Global Affairs Canada (GAC) said in a press release issued on June 26 that International Development Minister Harjit Sajjan made the funding announcement in London, U.K., while attending the Ukraine Recovery Conference—which is described as being focused on “mobilising international support for Ukraine’s economic and social stabilisation and recovery from the effects of war.”
Created in 1991, the EBRD is based in London and describes itself as a “climate finance leader” and an active supporter of Ukraine “and other countries affected by the war there.”
“We have also committed much of our recent activity to countering the economic impact of the coronavirus pandemic,” the bank writes on its website.
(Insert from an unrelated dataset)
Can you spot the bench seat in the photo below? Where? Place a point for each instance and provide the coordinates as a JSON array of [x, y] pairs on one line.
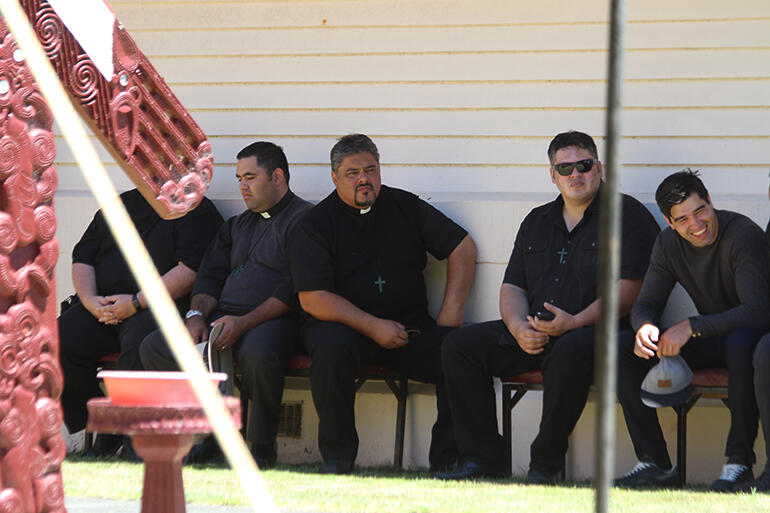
[[710, 383], [299, 366]]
GAC said the Liberal government’s $20 million grant for the EBRD comes as part of Ottawa’s support for the bank’s “High-Impact Partnership on Climate Action,” the primary objectives of which are to garner investments from across the globe in efforts to either “reduce or prevent greenhouse gas emissions, strengthen resilience and reduce vulnerability to climate change, and protect the environment.”
GAC also said Minister Sajjan expressed Canada’s “support for the launch of the G7+ and the Government of Ukraine’s Clean Energy Partnership for Ukraine” while he was in London.

Other Investments

Following his trip to London, Sajjan also attended the Summit for a New Global Financing Pact in Paris, where he announced that Ottawa will be investing another $50 million in a strategy created by the private firm BlueOrchard that is focused on “gender equality, diversity, and inclusion in Latin America and the Caribbean.”
BlueOrchard, which is based in Zurich, Switzerland, says its investment fund is meant to “increase access to financing for women, Indigenous peoples, Afro-Descendants and other underserved groups” in the region.
GAC wrote that Canada is the “first investor” in the fund and expects it to “attract more than $215 million in additional investments.”
“Guided by our Feminist International Assistance Policy, these new investments demonstrate Canada’s strong commitment to the future of Ukraine and to supporting locally led solutions in the Global South,” Sajjan said in GAC’s press release.